In a 43-26 decision, the House of Representatives Financial Services Committee voted in favor of slapping new rules on the largely unpoliced $450-trillion OTC derivatives market, widely blamed for amplifying last year's financial crisis.

The committee's bill strives to balance a desire to curb speculative market excess with preserving the market's useful role in helping corporations hedge against operational risks.

That effort, which meant watering down parts of an earlier administration proposal, got mixed reviews.

It does not do enough to protect taxpayers and our economy, said Heather Booth, director of Americans for Financial Reform, a consumer advocacy group.

Unregulated derivatives trading was a major cause of the economic crisis ... But the big Wall Street firms who make tens of billions of dollars from these trades -- and then left the taxpayers to clean up their mess -- want to continue with business as usual, Booth said in a statement.

Commodity Futures Trading Commission Chairman Gary Gensler called the committee's action a significant step, but added he wanted to work with lawmakers toward legislation that covers the entire marketplace without exception.

The committee delayed until next week voting on a bill to create a Consumer Financial Protection Agency, but not before amending it to ease the impact of CFPA inspections on small banks and credit unions.
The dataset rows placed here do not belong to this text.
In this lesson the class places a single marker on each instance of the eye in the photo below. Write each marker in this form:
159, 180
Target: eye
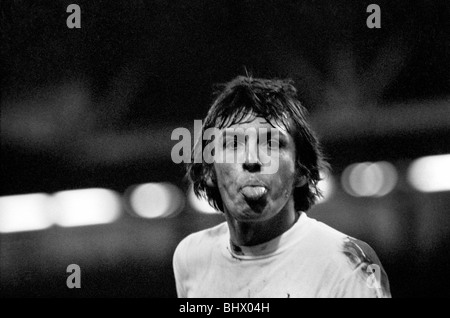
232, 142
273, 143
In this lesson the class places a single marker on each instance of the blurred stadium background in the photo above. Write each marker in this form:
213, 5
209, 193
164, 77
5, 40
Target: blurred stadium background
87, 116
Proposed by the administration, the CFPA would regulate mortgages and other financial products.

WILD RISK-TAKING

The OTC derivatives vote showed the Obama administration's financial reform drive gaining headway on Capitol Hill.
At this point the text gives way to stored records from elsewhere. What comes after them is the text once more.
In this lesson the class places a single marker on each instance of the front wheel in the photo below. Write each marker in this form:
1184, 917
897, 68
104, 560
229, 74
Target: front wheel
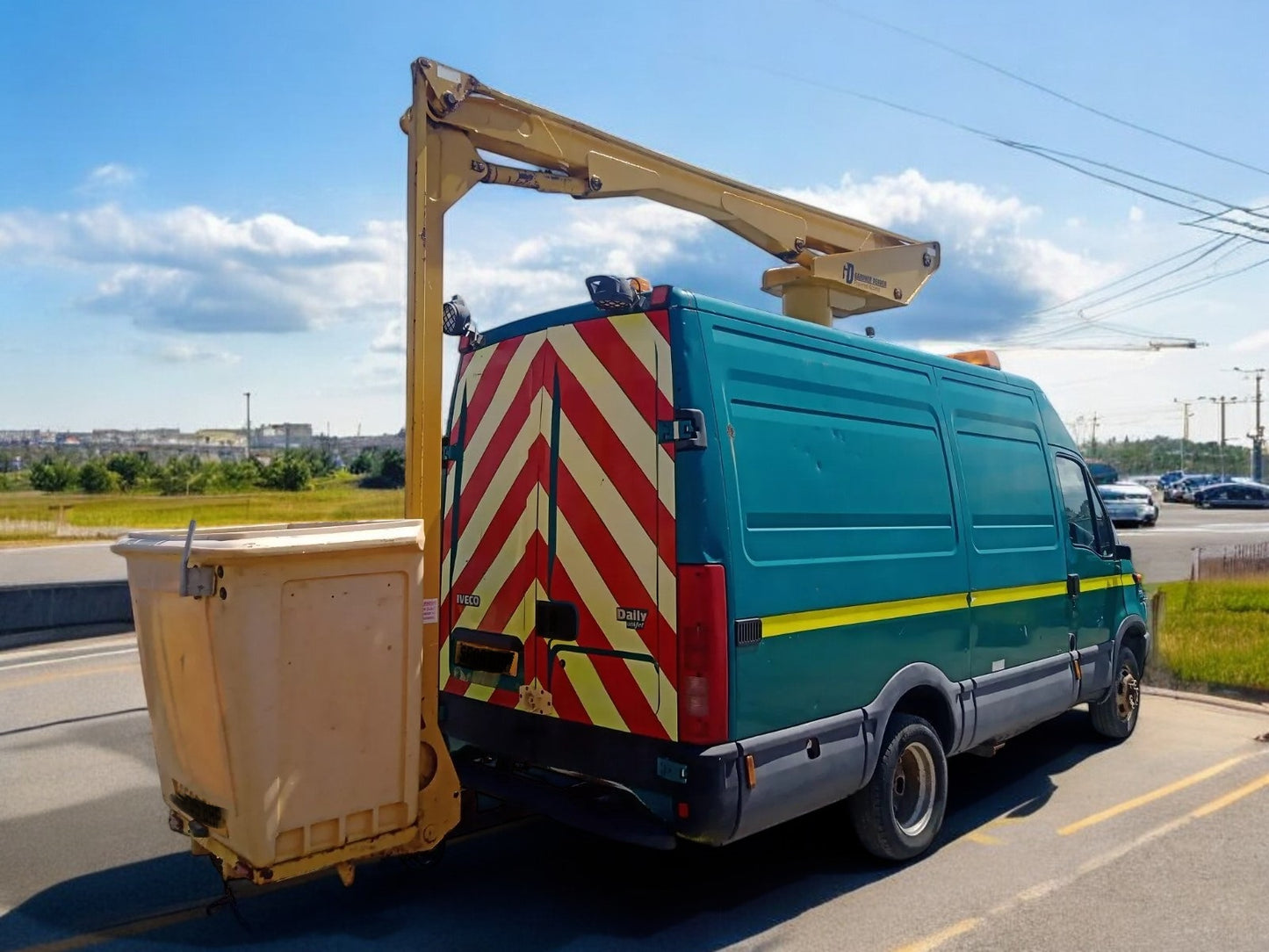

It follows months of drift and closed-door negotiations with bankers and Republicans who are fighting to protect profit margins from the Democrats' drive for tougher rules.

We're going to reform our financial regulatory system because we can't afford to have wild risk-taking on Wall Street, Obama told a Democratic fundraiser in San Francisco late on Thursday.
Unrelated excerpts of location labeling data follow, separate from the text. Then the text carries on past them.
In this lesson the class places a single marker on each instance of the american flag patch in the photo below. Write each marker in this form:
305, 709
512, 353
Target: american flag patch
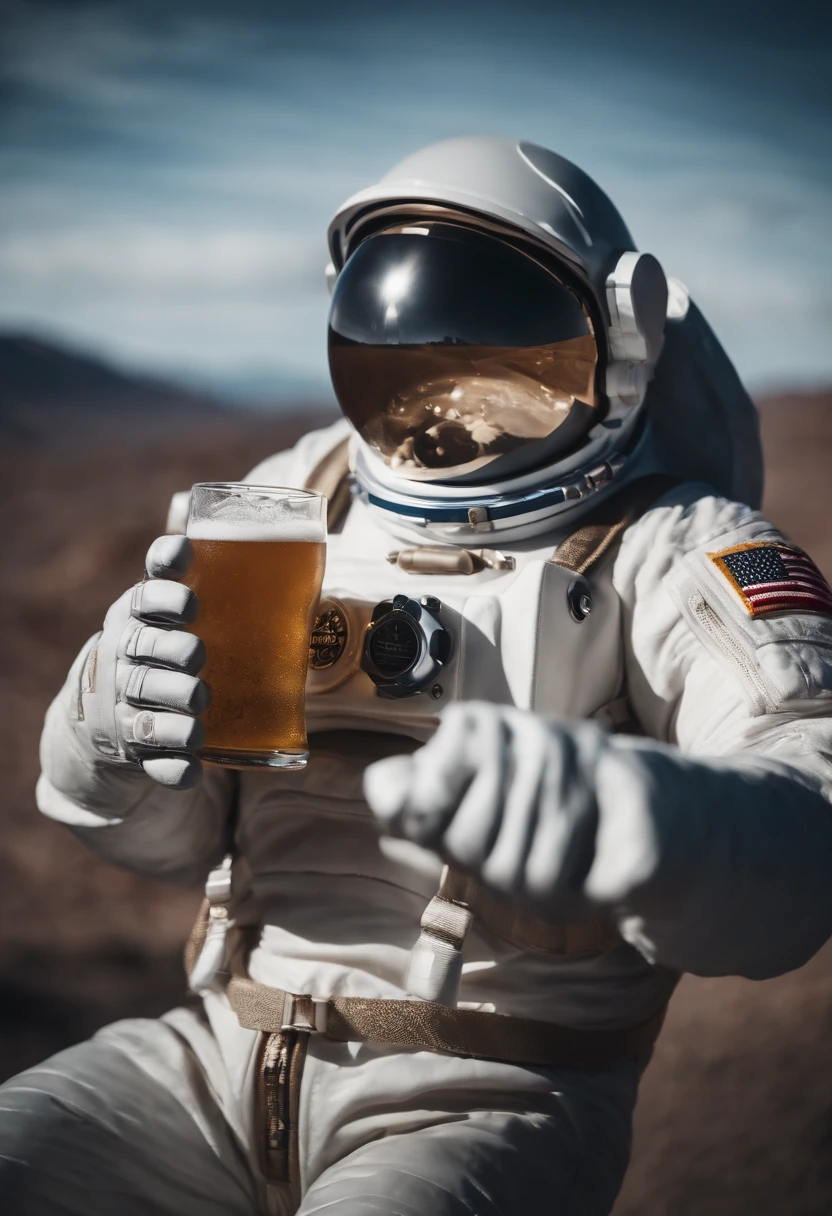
771, 578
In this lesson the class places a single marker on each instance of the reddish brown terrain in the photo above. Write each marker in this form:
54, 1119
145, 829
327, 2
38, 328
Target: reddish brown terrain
736, 1109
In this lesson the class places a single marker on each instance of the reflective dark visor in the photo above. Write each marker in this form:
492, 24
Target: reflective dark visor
450, 348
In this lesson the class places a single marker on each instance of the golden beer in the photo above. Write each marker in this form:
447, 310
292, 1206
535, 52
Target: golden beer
258, 583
The administration is under international pressure to advance financial reform. The G20 group of countries has agreed that OTC derivatives should trade on an exchange or platform, where appropriate, and clear centrally by the end of 2012.

The EU's European Commission is due to come out with its own policy thinking on OTC derivatives next Tuesday.

Thursday's vote was an incremental step in the reform of those derivatives -- financial contracts that trade off-exchange among the biggest financial institutions and end-users ranging from airlines to agribusiness.

A large slice of the market involves financial firms placing bets on changes in interest rates, debt defaults and prices for commodities or stocks. But many businesses use derivatives to hedge against risks that can affect their operations, such as changes in fuel and commodity prices.

Obama earlier this year proposed moving much of the trading of OTC derivatives onto exchanges or equivalent electronic platforms to encourage transparency and accountability in a market considered opaque and beyond the grasp of regulators.

Goldman Sachs, JPMorgan Chase, Citigroup, Bank of America and Morgan Stanley dominate the derivatives market and reap huge profits from it.

Top White House economic adviser Lawrence Summers urged Wall Street firms to back the legislation, especially institutions that have received government bailouts.

We welcome input from anybody who can help us get it right, Summers said in a blog posting on the White House web site. But we are not interested in compromising with those who see these issues through the prism of their continued ability to operate within the profitable, but unacceptable, paradigms of the past.

The House Agriculture Committee must still vote, likely next week, on its own, somewhat tougher version of OTC derivatives reform.

FULL HOUSE VOTE NEXT MONTH

A full House vote on financial reform is expected next month. Leaders hope to bring one bill to the floor covering OTC derivatives, a financial consumer watchdog agency, bank supervision, systemic risk regulation, hedge fund oversight and new powers for dealing with failing financial firms.

Parallel OTC derivatives legislation has been filed in the Senate, but financial reform is moving very slowly there.

Obama in May signed into law hard-hitting new rules for the credit card industry. The House has approved bills to put new curbs on executive pay and to reshape the student loan market, but the Senate has not yet acted on those two initiatives.

The financial services committee was set to vote next week on setting up a proposed Consumer Financial Protection Agency.

A dozen other proposed financial reform bills sent to Congress by Obama have been under debate for months. The House has a schedule for dealing with them, but not the Senate, which has been consumed for much of 2009 with healthcare reform.